Looking at it with cynical and post-modern eyes, I, of course, completely reject the idea that a husband's measure of success is how often he provides chocolates and gifts and the manner in which he provides money for household luxuries and furnishings. I firmly believe that he should be up with the children at night if he believes they need it. And I have words to describe why a woman should be dissatisfied in such a marriage as Edna's. However, Edna lives in the 1890's: female discontent and balking at traditional roles is uncommon. She cannot express the reasons for her emotional state.

I also found the scene where Edna learns to swim particularly poignant, especially on my second reading of it. After trying to learn to swim all summer, one evening she finds herself with sudden success.

A feeling of exulatation overtook her, as if some power of significant import had been given her soul. She grew daring and reckless, overestimating her strength. She wanted to swim far out, where no woman had swum before.

Here, she begins to feel her own power. She has success in swimming and immediately begins to anticipate excelling. "As she swam she seemed to be reaching out for the unlimited in which to lose herself."

The tragedy, in my estimation, is that this new found independence is ultimately the cause of her demise. She experiences the sublime pleasure of discovering that she can accomplish something new, but in the end, the same ocean where she learns to swim is where she gives up her ambition to live and lets herself drown.

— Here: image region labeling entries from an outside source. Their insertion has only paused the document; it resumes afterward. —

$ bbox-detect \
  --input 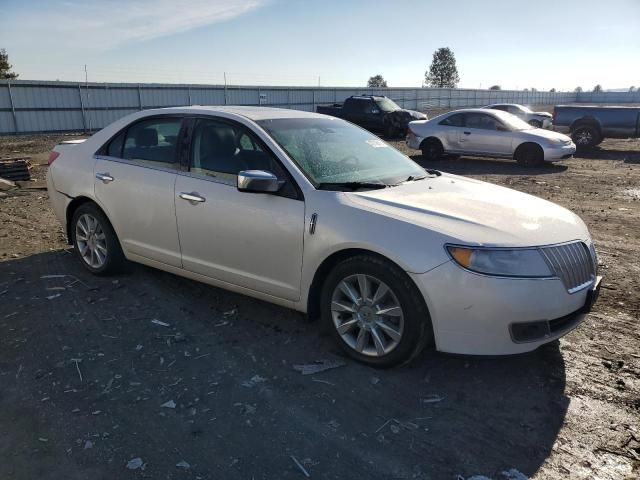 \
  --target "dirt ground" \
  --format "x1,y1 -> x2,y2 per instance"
0,128 -> 640,480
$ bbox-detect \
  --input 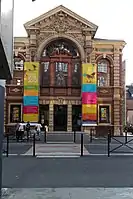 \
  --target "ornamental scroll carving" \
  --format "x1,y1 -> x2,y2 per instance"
41,12 -> 86,33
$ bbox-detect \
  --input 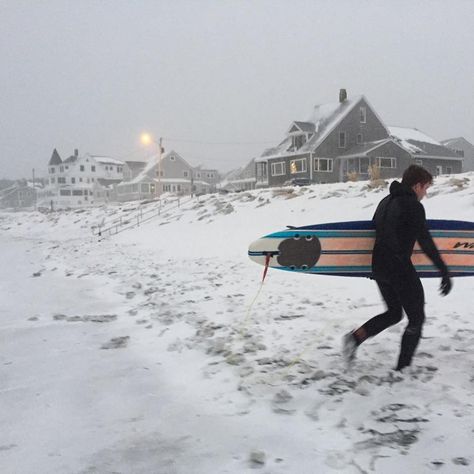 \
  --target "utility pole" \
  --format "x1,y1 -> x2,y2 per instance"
33,168 -> 37,211
158,137 -> 163,198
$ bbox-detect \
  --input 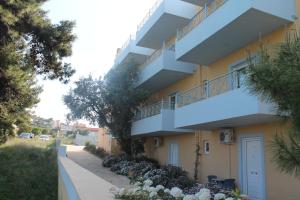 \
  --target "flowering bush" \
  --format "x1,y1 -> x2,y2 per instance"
102,154 -> 132,168
114,179 -> 233,200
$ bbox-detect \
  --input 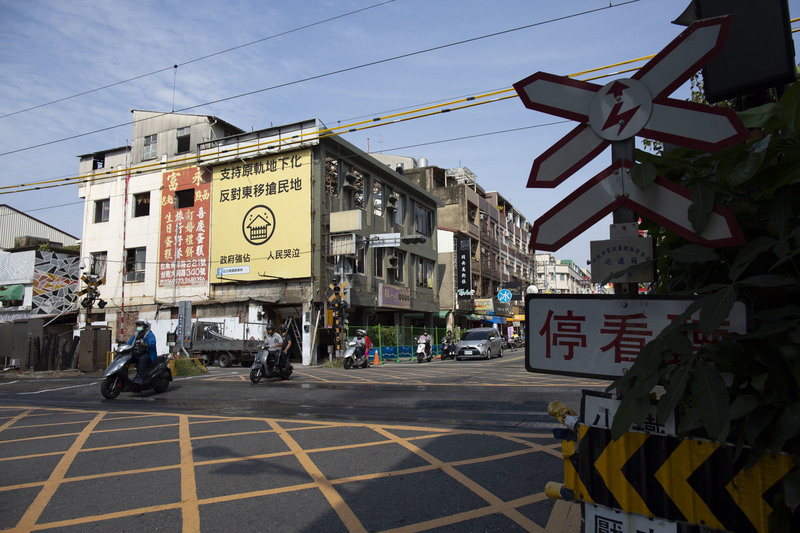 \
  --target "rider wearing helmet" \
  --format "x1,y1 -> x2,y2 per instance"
264,322 -> 283,364
128,318 -> 158,384
418,329 -> 431,355
279,324 -> 292,368
356,329 -> 367,358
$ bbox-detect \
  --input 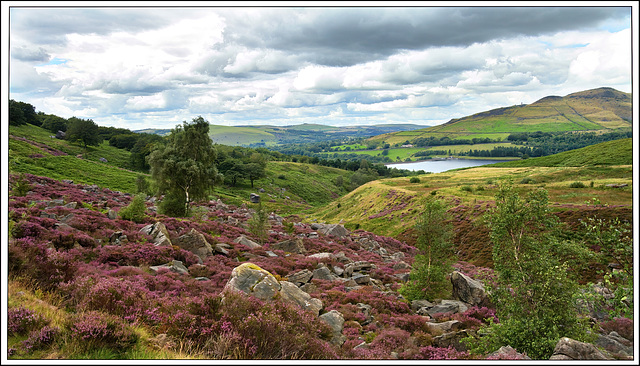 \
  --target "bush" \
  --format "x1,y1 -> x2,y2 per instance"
569,182 -> 586,188
118,194 -> 147,224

I didn't love the character of Edna. I felt that, if she were a woman of flesh and blood, there was much she could have done to shape her circumstances and that the story of a woman like Edna didn't have to end tragically. Yet, I think Chopin is very wise in the way she lets the story unroll and with the final scene of Edna's suicide. She is telling a story on a broad level, on a societal level, drawing out to its fullest the consequences of pigeonholing women in narrow roles, with little room for personal choices. I really loved this book.